Fig. 4. Exemplary DNA gel of sybody pools.

The entire PCR reaction (100 µl) obtained from amplifying cDNA encoding for enriched pools of the concave, loop and convex sybodies was loaded on a preparative 1.5% (wt/vol) agarose gel in 1× TEA buffer and stained with ethidium bromide (Step 22). The length differences of the three sybody libraries can be distinguished (concave: 342 bp; loop: 360 bp; convex: 372 bp).

Fig. 5. SEC analysis of sybodies.

Three exemplary sybodies were purified from medium-scale cultures and analyzed on a Sepax SRT-10C SEC100 column. The sybody giving rise to the blue chromatogram elutes at a retention volume of ~11 ml and is thus a monomer. The red chromatogram with its peak <10 ml represents an oligomerizing sybody. The orange chromatogram with its main peak at ~16 ml represents a sybody exhibiting strong column interaction. AU, arbitrary units.

Fig. 6. A conformation-specific sybody against the ABC transporter TM287/288.

a, The convex sybody Sb_TM#35 (gray with CDR3 in red) served as a crystallization chaperone to solve the structures of outward-facing ABC exporter TM287/288 (TM287 chain in aquamarine, TM288 chain in light pink, bound ATP as spheres) (PDB: 6QUZ). b, SPR analysis showing that the sybody Sb_TM#35 binds only to the outward-facing ABC transporter in the presence of ATP and Mg²⁺. K_D, dissociation constant; RU, response units. The data shown in b were taken from ref. .

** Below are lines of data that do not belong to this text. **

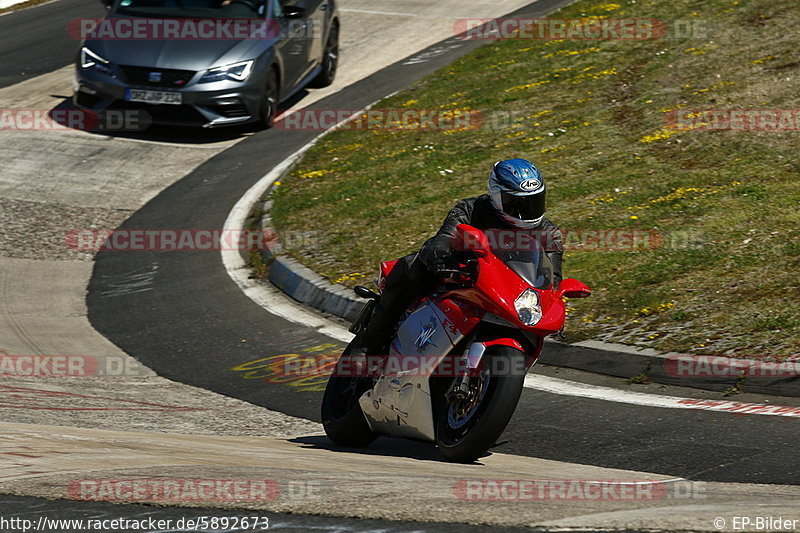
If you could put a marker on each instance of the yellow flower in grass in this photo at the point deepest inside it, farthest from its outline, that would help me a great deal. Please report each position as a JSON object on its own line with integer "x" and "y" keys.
{"x": 527, "y": 86}
{"x": 660, "y": 135}
{"x": 314, "y": 174}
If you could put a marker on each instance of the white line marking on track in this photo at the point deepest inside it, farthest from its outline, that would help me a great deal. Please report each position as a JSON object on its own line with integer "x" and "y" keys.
{"x": 399, "y": 14}
{"x": 596, "y": 392}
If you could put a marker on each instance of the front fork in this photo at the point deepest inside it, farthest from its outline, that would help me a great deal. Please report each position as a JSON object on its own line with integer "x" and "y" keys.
{"x": 472, "y": 361}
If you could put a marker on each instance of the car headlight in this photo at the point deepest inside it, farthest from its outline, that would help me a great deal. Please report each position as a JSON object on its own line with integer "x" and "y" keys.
{"x": 234, "y": 71}
{"x": 90, "y": 59}
{"x": 527, "y": 306}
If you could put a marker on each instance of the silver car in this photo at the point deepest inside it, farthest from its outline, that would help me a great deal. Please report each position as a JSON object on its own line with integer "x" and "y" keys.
{"x": 206, "y": 62}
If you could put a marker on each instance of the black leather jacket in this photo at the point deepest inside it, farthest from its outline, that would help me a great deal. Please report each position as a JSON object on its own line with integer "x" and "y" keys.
{"x": 480, "y": 213}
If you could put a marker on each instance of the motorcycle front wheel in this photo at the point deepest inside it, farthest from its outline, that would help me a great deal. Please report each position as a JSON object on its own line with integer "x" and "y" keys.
{"x": 467, "y": 427}
{"x": 342, "y": 417}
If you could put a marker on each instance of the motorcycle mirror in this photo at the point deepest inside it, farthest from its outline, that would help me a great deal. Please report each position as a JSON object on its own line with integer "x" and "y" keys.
{"x": 572, "y": 288}
{"x": 471, "y": 239}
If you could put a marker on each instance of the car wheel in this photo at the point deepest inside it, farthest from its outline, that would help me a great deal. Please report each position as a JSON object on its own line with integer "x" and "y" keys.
{"x": 269, "y": 101}
{"x": 330, "y": 59}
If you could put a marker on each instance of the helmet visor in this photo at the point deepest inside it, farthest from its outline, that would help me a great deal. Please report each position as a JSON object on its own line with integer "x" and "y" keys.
{"x": 528, "y": 207}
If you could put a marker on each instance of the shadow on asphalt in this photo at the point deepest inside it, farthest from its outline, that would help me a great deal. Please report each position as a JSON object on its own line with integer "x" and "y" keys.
{"x": 384, "y": 446}
{"x": 137, "y": 124}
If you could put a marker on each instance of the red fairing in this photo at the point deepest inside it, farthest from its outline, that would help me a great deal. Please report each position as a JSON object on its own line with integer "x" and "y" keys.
{"x": 498, "y": 287}
{"x": 511, "y": 343}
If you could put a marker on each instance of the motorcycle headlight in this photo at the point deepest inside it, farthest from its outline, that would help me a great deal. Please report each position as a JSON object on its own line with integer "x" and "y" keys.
{"x": 234, "y": 71}
{"x": 527, "y": 306}
{"x": 90, "y": 59}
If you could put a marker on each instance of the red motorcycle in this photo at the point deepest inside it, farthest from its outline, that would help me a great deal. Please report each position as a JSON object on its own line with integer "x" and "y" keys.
{"x": 457, "y": 362}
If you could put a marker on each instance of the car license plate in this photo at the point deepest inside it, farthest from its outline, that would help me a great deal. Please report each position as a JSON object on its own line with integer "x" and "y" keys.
{"x": 153, "y": 97}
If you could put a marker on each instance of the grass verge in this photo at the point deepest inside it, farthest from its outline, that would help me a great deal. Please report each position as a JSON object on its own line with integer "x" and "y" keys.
{"x": 724, "y": 277}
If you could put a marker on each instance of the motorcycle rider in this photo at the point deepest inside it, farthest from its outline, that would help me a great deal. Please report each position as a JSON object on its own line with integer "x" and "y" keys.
{"x": 515, "y": 201}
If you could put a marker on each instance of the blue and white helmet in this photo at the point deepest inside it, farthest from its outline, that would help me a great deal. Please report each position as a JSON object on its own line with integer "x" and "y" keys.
{"x": 518, "y": 192}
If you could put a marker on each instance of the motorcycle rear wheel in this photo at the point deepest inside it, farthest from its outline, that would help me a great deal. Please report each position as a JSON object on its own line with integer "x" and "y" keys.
{"x": 342, "y": 418}
{"x": 465, "y": 431}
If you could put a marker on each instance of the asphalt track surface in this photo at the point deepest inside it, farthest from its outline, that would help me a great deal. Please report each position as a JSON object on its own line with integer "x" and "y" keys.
{"x": 180, "y": 314}
{"x": 34, "y": 509}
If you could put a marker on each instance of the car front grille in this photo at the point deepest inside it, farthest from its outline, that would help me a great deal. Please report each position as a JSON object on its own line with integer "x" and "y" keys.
{"x": 157, "y": 77}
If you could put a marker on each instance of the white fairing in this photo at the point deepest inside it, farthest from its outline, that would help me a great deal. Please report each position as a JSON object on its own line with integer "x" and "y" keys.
{"x": 399, "y": 404}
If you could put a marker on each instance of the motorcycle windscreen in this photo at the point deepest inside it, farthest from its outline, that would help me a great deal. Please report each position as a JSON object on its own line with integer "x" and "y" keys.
{"x": 530, "y": 263}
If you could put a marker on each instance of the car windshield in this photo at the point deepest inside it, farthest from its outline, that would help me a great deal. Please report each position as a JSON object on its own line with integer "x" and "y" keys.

Fig. 7. Structure of the KDEL receptor in complex with a sybody.

a, The loop sybody Syb37 occupies the KDEL peptide-binding pocket of the KDEL receptor via its CDR3 sequence (red) (PDB: 6I6J). b, Peptide-binding assays using tritiated TAEKDEL peptide showing that sybody Syb37 competes with peptide binding. The data shown in panel b were taken from ref. ⁷. Column heights indicate mean values and the error bars are standard deviations of the individual measurement points shown as circles.